1. Set `Put the hard disk(s) to sleep after` to `Do not configure this option`

1. Under `Wake options`, tick `Wake for Ethernet network administrator access`

1. Under `Other options`, tick `Start up automatically after a power failure`

Under `Profile Assignment`,

click `+ Add Assignment`,

select `Devices from specific Devices Group`,

tick `Ephemeral CI`.

Click `Save`.

## Management Profile: Security & Privacy: Granting Mosyle access to Removable Volumes

Our provisioning script uses SSH keys stored on an external volume to survive wipes.

Apple widely prohibits programs from reading removable storage.

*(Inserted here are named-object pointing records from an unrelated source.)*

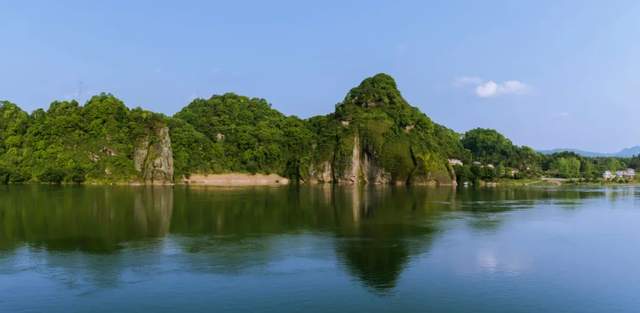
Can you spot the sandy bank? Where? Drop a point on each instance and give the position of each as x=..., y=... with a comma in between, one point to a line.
x=236, y=179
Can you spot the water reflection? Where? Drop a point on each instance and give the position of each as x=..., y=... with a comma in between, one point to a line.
x=374, y=231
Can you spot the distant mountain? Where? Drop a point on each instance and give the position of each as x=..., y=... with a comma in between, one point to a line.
x=624, y=153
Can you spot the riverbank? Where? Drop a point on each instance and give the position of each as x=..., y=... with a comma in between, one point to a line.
x=235, y=179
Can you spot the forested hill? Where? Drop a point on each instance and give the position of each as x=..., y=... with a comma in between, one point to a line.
x=374, y=136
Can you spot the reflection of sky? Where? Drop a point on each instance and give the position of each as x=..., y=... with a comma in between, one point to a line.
x=538, y=258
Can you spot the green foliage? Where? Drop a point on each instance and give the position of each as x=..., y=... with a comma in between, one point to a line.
x=244, y=134
x=566, y=167
x=97, y=142
x=72, y=143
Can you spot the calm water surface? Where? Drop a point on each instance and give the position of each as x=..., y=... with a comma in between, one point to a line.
x=319, y=249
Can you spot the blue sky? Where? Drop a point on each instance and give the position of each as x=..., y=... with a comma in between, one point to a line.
x=547, y=74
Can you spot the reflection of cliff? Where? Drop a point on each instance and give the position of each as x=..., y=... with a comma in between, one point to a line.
x=82, y=218
x=385, y=228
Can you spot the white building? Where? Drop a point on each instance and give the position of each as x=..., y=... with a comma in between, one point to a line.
x=455, y=162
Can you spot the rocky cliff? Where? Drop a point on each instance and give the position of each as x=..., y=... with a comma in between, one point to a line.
x=376, y=137
x=153, y=157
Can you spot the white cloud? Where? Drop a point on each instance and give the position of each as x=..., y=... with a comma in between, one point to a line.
x=467, y=80
x=490, y=88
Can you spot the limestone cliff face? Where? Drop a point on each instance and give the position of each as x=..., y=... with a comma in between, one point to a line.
x=363, y=168
x=153, y=157
x=376, y=137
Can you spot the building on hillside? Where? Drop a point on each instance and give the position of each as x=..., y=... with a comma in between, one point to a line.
x=627, y=174
x=454, y=162
x=622, y=174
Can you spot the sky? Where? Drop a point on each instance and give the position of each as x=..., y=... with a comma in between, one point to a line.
x=547, y=74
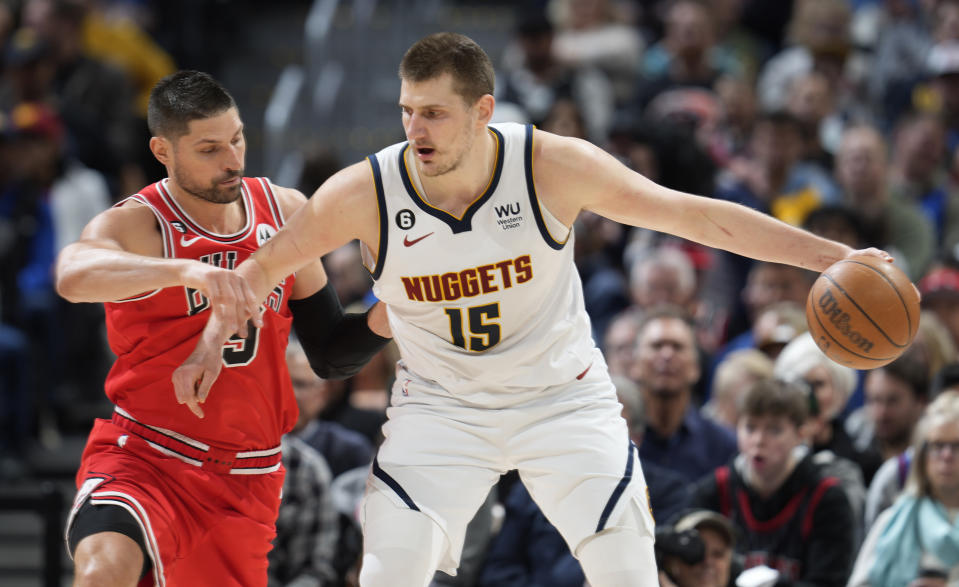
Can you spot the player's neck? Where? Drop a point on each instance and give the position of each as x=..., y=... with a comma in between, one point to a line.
x=456, y=190
x=214, y=217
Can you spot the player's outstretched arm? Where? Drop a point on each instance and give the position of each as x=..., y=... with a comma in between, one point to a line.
x=573, y=175
x=120, y=254
x=342, y=209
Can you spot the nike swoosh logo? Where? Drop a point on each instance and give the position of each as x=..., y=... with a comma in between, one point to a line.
x=185, y=242
x=409, y=243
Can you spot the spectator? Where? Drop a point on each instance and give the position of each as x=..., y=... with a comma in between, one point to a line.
x=830, y=385
x=95, y=99
x=919, y=176
x=891, y=223
x=917, y=540
x=666, y=368
x=940, y=295
x=695, y=531
x=619, y=344
x=734, y=375
x=591, y=33
x=819, y=32
x=534, y=79
x=664, y=275
x=896, y=395
x=789, y=516
x=306, y=527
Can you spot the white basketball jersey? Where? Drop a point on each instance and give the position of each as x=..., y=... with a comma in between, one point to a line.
x=486, y=302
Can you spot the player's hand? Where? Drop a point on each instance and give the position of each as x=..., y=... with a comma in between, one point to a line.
x=231, y=297
x=872, y=252
x=193, y=379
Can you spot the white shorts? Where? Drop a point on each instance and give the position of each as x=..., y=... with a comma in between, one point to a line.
x=569, y=444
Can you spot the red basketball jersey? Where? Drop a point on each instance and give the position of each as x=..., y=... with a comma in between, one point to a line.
x=251, y=404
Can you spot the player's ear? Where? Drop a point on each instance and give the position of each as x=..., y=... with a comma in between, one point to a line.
x=162, y=149
x=484, y=108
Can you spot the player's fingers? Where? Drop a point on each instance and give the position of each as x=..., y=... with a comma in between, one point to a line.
x=195, y=408
x=253, y=307
x=204, y=385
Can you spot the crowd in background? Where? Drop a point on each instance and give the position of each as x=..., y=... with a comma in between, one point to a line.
x=764, y=459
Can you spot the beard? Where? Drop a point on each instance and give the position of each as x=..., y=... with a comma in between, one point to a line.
x=214, y=193
x=457, y=158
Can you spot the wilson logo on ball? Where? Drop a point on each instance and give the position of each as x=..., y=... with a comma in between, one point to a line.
x=832, y=311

This means Mosyle MDM agent cannot access removable media out of the box.

This profile allows Mosyle to access removable storage.

Note that we don't actually _enable_ anything in this profile except a single checkbox for the Self-Service app.

That is intentional: that tickbox is all we need.

### Steps

On the `Management` tab,

on the left side under `Management Profiles`,

select `Security & Privacy`,

near the top of the screen select the `Privacy` tab

click `Add new profile`.

If the profile type isn't there,

click `Activate New Profile Type`,

search for it by name,

click `Activate`,

then click `Add new profile`.

1. Name the profile `Allow Mosyle access to Removable Volumes`

1. Tick `Install the Privacy Preferences Policy Control settings for the Mosyle Self-Service app to allow access to all necessary files and application data.`

Under `Profile Assignment`,

click `+ Add Assignment`,

select `Devices from specific Devices Group`,

tick `Ephemeral CI`.

Click `Save`.

## Management Profile: Custom Commands: Autologin as CI

Autologin is necessary to allow fast erases and reprovisions.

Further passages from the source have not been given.